Das Wetter ist bedeckt mit Hochnebel, darum fotografieren wir im Tal noch nicht allzu viel. Danach geht es von der grossen Hauptstrasse weg Richtung Hoher Atlas und Marrakesch. Quer durch! Die Strasse ist schön, steigt stetig mit vielen Kurven den Berg hoch. Als wir die Nebeldecke durchbrechen und an die Sonne kommen, wird aber auch die Strasse schlechter. Nichts beunruhigendes, haben wir schon zu Hauf erlebt.
dieses Foto wurde uns zum Verhängnis
Wir machen viele Fotostopps und beim allerletzten lichte ich unser Knutschi ab, denke beim Durchschauen durch den Fotosucher, warum das hintere Rad in einem Loch steht. Dann wird mir halb schlecht als ich realisiere, dass wir einen Platten haben! Und was für einen, im Reifen auf der Seite klafft ein riesiges Loch, durchgeschauert von den fiesen Asphaltkanten am Rande der Strasse. Zu flicken oder zu pumpen muss man gar nicht daran denken. Schöne Scheisse, und wir sind auf 2000m im Niemandsland. Dann sehen wir per Zufall etwa 600m weiter ein Gebäude mit Terrasse an der Strasse.

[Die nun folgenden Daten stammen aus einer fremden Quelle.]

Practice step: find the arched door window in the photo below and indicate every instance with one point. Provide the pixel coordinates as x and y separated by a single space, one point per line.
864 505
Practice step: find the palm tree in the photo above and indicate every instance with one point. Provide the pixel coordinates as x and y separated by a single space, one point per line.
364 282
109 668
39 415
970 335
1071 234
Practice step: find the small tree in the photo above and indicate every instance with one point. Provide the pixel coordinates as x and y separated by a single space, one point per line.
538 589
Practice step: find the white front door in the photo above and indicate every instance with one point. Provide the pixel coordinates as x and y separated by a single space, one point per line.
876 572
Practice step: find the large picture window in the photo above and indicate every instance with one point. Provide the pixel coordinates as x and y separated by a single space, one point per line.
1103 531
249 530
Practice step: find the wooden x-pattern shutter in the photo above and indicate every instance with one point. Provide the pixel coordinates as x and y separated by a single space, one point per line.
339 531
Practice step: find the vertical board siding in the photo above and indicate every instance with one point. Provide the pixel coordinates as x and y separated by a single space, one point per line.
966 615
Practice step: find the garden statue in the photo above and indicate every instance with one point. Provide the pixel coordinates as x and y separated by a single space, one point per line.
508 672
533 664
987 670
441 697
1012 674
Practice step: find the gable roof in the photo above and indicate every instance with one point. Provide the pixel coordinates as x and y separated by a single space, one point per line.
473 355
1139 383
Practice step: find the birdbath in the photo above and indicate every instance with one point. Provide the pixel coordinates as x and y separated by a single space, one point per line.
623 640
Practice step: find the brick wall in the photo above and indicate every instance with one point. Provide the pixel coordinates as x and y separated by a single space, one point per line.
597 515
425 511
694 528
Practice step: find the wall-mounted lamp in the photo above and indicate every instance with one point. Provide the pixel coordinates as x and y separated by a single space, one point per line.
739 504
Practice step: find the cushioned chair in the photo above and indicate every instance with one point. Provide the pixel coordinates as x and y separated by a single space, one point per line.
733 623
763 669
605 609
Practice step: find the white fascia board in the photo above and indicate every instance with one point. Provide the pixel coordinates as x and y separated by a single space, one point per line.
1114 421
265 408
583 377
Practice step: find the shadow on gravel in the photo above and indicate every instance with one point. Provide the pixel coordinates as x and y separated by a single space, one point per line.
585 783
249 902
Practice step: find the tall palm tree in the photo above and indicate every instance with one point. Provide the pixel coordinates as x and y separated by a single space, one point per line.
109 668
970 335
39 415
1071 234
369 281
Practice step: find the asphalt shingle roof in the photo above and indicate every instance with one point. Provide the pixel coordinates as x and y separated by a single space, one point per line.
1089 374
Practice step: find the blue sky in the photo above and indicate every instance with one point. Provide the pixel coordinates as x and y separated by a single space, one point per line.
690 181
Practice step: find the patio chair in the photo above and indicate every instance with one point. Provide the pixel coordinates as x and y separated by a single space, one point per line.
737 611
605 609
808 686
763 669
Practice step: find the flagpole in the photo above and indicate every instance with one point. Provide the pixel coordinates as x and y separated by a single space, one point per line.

Irgendwie schaffen wir es im Schritttempo noch bis dorthin, parkieren unser Knutschi und steigen aus. Wir haben schon mal riesen Glück, dass wir nicht die Strasse blockieren hier und noch mehr Glück haben wir, dass jemand in diesem Hotel ist. «Ca va?» ruft uns der Chef zu und wir verneinen. Wir hätten an unserem Wohnmobil einen kaputten Reifen. «Nicht so schlimm, ich montiere euch das Ersatzrad rauf.» Ich schüttle den Kopf, nix Ersatzrad, nix Wagenheber! Er kann es nicht glauben und meint an einen Scherz. Er habe in seinem ganzen Leben noch nie ein Fahrzeug ohne Ersatzreifen gesehen, schon gar nicht so ein grosses. Tja, dann ist es eben sein erstes!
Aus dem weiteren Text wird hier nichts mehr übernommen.